New York Times Magazine, June 24
The cover story takes stock of Fox News Channel, the Wunderkind of cable news stations. In the last three years, FNC has seen its viewership increase 430 percent, while competitor CNN’s fell 28 percent. CEO Roger Ailes, a former Republican consultant, built the network to counteract what he views as a liberal bias in the media. He claims the station’s reporting is “fair and balanced.” But it’s not. “On an average news day,” the author writes, “Fox leans to the right just as CNN leans to the left.” (Slate’s David Plotz covered similar territory last year in this“Assessment.”) … A piece examines Harvard University’s riches. Thanks to lucrative investing and relentless fund raising, the school has built an endowment of nearly $19 billion. But while other schools use their endowments to boost scholarship money or expand overseas, Harvard just pockets it. Says Alan Dershowitz, a professor at the law school, “Harvard’s goal is to die with the most amount of money.”—B.C.
Time, June 25
The cover package speculates on how the universe will end. By the time it is 1 trillion trillion trillion trillion trillion trillion years old, stars and planets will bind together to form “atoms” larger than today’s entire universe. “Eventually, even these will decay, leaving a featureless, infinitely large void.”… An article calls director Steven Spielberg’s A.I.: Artificial Intelligence, “A love story, a prophecy and a fairy tale (Pinocchio, to be exact) in the guise of a science-fiction film.” Starring Haley Joel Osment as the boy robot, A.I. is a collaboration between Spielberg and now-deceased filmmaker Stanley Kubrick, whose work on the project spanned more than 15 years. … An article on Bush’s European tour says that NATO’s “drab offices” is the only place where the United States still enjoys “an unrivaled position of leadership” on the continent. (Click here for U.S. News’ take on Bush’s tour.)— A.F.
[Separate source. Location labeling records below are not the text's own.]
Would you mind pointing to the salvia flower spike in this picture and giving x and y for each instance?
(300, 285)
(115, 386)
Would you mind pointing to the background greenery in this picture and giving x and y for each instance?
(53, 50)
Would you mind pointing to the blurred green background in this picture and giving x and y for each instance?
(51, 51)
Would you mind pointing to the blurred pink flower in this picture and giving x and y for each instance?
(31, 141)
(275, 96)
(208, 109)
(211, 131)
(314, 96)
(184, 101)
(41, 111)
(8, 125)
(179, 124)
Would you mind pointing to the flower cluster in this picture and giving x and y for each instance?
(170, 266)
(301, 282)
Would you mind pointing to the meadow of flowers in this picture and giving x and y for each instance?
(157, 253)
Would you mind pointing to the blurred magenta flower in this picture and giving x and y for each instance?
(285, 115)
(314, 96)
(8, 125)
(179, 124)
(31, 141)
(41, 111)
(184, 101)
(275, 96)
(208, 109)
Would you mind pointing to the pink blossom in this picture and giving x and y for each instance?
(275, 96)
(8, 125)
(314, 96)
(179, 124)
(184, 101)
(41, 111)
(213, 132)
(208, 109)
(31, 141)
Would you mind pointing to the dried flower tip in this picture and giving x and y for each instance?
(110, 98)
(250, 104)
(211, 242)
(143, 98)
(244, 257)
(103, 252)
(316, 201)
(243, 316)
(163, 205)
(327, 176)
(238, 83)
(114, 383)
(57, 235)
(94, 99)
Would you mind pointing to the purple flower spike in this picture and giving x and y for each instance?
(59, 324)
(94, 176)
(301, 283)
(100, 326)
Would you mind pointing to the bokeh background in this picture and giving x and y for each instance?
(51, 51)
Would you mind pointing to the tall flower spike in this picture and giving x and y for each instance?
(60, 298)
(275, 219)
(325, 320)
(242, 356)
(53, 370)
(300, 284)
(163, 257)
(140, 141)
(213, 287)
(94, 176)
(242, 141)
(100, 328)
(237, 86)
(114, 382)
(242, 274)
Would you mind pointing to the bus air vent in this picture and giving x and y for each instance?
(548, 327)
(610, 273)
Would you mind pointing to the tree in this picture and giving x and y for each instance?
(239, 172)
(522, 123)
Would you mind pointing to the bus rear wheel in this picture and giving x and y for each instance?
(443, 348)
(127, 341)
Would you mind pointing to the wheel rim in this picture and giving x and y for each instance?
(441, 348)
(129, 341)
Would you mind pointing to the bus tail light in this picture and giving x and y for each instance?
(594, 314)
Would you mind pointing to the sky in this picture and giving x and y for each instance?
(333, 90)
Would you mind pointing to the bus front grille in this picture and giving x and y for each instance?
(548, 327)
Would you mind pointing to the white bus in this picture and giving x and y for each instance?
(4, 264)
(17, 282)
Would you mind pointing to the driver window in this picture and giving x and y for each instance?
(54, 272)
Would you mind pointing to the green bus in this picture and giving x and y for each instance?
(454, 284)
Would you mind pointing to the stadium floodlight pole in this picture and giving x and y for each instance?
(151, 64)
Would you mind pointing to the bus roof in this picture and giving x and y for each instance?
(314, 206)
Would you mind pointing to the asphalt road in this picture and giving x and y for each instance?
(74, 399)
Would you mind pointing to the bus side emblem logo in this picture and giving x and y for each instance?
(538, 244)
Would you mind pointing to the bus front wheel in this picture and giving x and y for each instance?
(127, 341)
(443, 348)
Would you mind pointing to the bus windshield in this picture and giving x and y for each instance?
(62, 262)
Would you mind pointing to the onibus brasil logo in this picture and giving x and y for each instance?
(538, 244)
Newsweek, June 25 The cover package illustrates the future of cardiac medicine: an artificial heart made of titanium, plastic, and epoxy that is completely self-contained within the body (the old fake hearts were powered by a large external pump). Within the next few weeks, five critically ill patients will be the first to receive these new artificial hearts. … A doom-and-gloomer says that layoffs are affecting the higher rungs of the corporate ladder as well as the lower ones. Still, the article ends on hopeful note by quoting Alan Greenspan: Our economy is “experiencing only a pause.” Unemployment remains historically low at 4.4 percent. … An article describes last week’s decision by a federal judge that held that a Washington state drugstore chain must cover birth control. While women’s groups heralded the ruling as victory, the U.S. Chamber of Commerce complained about the added cost for employers. — A.F.
U.S. News & World Report, June 25 The cover package on diabetes features a Q and A with a New York chef-restaurateur whose son has diabetes. Michel Nischan offers tips for cutting fat (e.g., fry in grape seed or canola oil then add a slim pat of butter at the end for taste) and how to get kids on a healthy diet (put an apron on them). … An article explains how the 130-foot freighter Aurora, owned by Dutch abortion-rights group Women on Waves, is challenging Ireland’s ban on abortion. Moored in international waters, a medical team will provide birth-control counseling, contraceptives, and abortions to Irish women before sailing on to another country where abortions are prohibited or restricted.— A.F.